With the vibrant taste of fresh hemoglobin still giving us a youthful blush, Undead Olympia focused our attention these past 2 years and 200 special sessions on four key stake-holders in the Olympia establishment. All have been forced to confront their own mortality this past year.
Citing an “insatiable thirst” to move on to the next “phase” of her life, Chris Gregoire has left the Governor’s mansion, along with the small box of soil from her native Auburn.
But it’s an open secret this side of Tumwater that she fled due to pressure from The Old Ones, who didn’t like the public notice she has drawn for the all-too-revealing moral documents she has issued.

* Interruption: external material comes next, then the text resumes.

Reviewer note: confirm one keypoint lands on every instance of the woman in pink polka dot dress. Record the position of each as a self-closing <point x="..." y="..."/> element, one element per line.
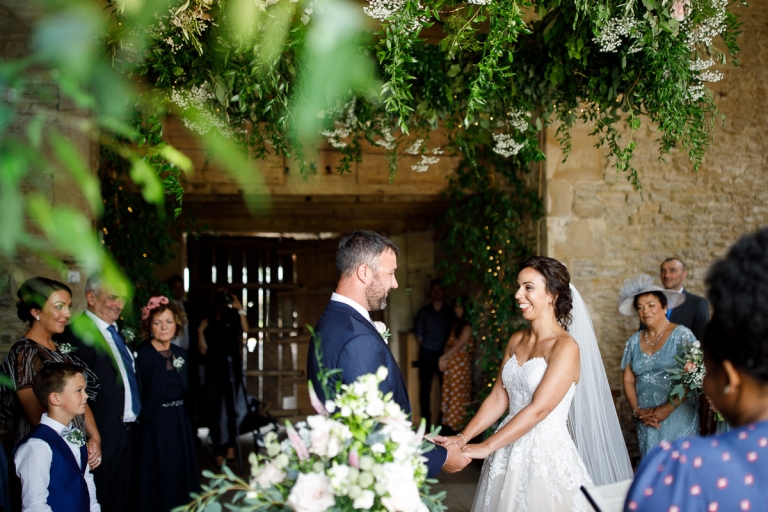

Hairy old Joe Zarelli couldn’t resist the tug of the moon and, apparently based on his own experience, he didn’t understand how anyone with a dollar in their pocket could resist spending that dollar on strip clubs and alcohol. (Or cocaine.) So after enlisting much of the Senate Democratic caucus to consistently support his mission of mutilating every cash benefit still to be found in the RCWs, he sought one last transfiguration: he has left Olympia for private life in Clark County. All the better to live his dream of residing in an income-tax free state while shopping just over the river, sales tax free.
Some observers might have you believe zombie-in-chief Don Benton barely survived an electoral challenge. But his opponent didn’t muster anywhere near a two-thirds majority, so in Benton’s own terms, it wasn’t even close.
And undead narcissist Ed Murray was the shortest-serving Senate majority leader on record, despite the fierce, passionate, and deeply-held belief he holds that he himself is the best one for the position. Also for the position of Seattle mayor. And also for the position of leader of the Ed Murray fanclub. (Josh Feit loses out by a nose on that one.)
Lots of new souls with new roles coming to Olympia this year — or is that lots of newly soulless about to get rolled? Either way, it’s more important than ever that Undead Olympia continue to pay tribute the curious transformations that happen in the dark of the Thurston County night. (Watching suspiciously-well-manicured Rodney Tom’s changes alone could be a full-time job.) Candidates who ran as butterflies will transmogrify into the caterpillars they are… if not into maggots.
Spells will be cast, chains will be broken, and bad old ideas will be reanimated.
Also, someone will go after the poor old state printer. (Why does this raise such passions? Noone truly knows, including the rotten corpse of Gutenberg. (We asked.)
What happens next will be as McCleary as mud. But no matter what, ’13 looks like a lucky one… for our side of the grave at least.